丹燚在赵谦霖的引领下先一步回了房,刚才能和说他几句话已是勉强,待人走了倒头就睡,可他眉间轻蹙,睡也睡不安稳似的。

        盛景栖推门进来,坐在丹燚旁边,接过张福海手中的布巾,轻柔的擦拭着丹燚头上的汗,低声问道:“他睡了多久了?”

        张福海心焦,又不敢吵醒丹燚,小声的回着:“刚躺下,可现下又烧起来了。王爷,你说这江州是不是克咱殿下?怎么一入了这地,好好的人说病就病了?”

        盛景栖心中一凛,面上却滴水不漏:“是人哪有不病的,国师不是来过了么,雨天风寒,邪气入体,休养几日就好。”

        张福海:“唉,话是这么个理,可国师也不是什么正经大夫啊。”

        盛景栖瞪了过去,张福海自知失言,呐呐的闭了嘴。

        盛景栖怕他多说多错,替丹燚拢好被子,赶人道:“你且去休息吧,这几日你也没怎么睡过,别到时又病倒一个,这才刚来,后头还有的忙呢。

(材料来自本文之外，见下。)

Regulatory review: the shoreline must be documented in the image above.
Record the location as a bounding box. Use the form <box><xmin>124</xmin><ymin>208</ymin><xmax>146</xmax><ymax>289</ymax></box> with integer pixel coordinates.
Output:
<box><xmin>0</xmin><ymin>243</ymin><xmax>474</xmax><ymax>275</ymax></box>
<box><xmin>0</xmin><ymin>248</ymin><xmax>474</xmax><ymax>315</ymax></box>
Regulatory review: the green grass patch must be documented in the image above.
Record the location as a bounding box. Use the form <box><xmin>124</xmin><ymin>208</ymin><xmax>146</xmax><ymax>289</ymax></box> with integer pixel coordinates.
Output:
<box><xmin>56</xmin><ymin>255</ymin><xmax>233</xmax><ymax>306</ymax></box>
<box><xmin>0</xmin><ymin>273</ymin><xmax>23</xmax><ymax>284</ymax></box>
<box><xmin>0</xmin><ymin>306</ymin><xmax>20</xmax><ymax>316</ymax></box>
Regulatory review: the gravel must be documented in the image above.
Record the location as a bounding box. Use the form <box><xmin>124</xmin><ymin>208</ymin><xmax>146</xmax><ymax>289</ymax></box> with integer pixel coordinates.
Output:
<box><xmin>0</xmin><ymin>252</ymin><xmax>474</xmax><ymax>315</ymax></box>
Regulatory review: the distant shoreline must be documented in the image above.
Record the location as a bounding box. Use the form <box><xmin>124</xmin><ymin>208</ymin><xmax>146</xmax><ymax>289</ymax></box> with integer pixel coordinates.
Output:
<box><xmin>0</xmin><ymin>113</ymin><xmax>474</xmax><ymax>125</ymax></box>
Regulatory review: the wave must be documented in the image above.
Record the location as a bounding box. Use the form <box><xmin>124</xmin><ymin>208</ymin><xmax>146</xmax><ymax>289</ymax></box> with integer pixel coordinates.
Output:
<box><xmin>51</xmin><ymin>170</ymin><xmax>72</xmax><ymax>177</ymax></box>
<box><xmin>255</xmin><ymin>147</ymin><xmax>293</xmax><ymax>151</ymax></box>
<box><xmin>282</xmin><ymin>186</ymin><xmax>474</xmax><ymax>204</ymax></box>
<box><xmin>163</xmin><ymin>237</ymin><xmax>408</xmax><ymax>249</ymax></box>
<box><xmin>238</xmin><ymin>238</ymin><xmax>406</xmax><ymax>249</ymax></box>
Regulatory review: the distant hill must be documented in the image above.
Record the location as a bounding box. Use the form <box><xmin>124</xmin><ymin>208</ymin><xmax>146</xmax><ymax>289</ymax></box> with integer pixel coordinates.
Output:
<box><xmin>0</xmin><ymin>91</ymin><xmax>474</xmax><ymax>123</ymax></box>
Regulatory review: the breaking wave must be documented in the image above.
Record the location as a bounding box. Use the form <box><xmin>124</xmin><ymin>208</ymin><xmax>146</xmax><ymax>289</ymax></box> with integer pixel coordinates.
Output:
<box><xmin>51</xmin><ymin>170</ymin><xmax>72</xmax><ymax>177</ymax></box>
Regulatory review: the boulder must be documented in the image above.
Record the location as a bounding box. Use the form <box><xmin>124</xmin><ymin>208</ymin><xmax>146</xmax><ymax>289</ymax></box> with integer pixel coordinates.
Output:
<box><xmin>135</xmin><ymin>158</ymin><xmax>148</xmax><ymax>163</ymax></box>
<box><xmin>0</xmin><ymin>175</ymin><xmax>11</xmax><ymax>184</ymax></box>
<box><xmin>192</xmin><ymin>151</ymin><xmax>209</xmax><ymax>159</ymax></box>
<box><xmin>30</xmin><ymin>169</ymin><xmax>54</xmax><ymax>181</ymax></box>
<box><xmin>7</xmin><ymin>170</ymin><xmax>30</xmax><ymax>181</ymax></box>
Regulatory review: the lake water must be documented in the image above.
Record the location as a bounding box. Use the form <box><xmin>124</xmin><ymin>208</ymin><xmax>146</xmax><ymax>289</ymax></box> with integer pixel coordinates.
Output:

”

        张福海叹气:“老奴病了就病了,有什么的,奴才歇不下心,还是去后头给殿下煎药吧。”

        他躬身退了出去,门才刚阖上,盛景栖脸上的淡定从容就垮了下来,他侧躺睡下,手搭在被子上轻轻拍着,额头相抵,听丹燚微沉的呼吸,也是心下焦躁。

        自从那晚之后,丹燚就开始发烧,即便他不说,盛景栖也能看出来自从进了江州,丹燚愈发懒怠,精神一日不如一日,问起来也只说是犯春困。这话编的一点也不走心,哪只鸟会春日犯困的?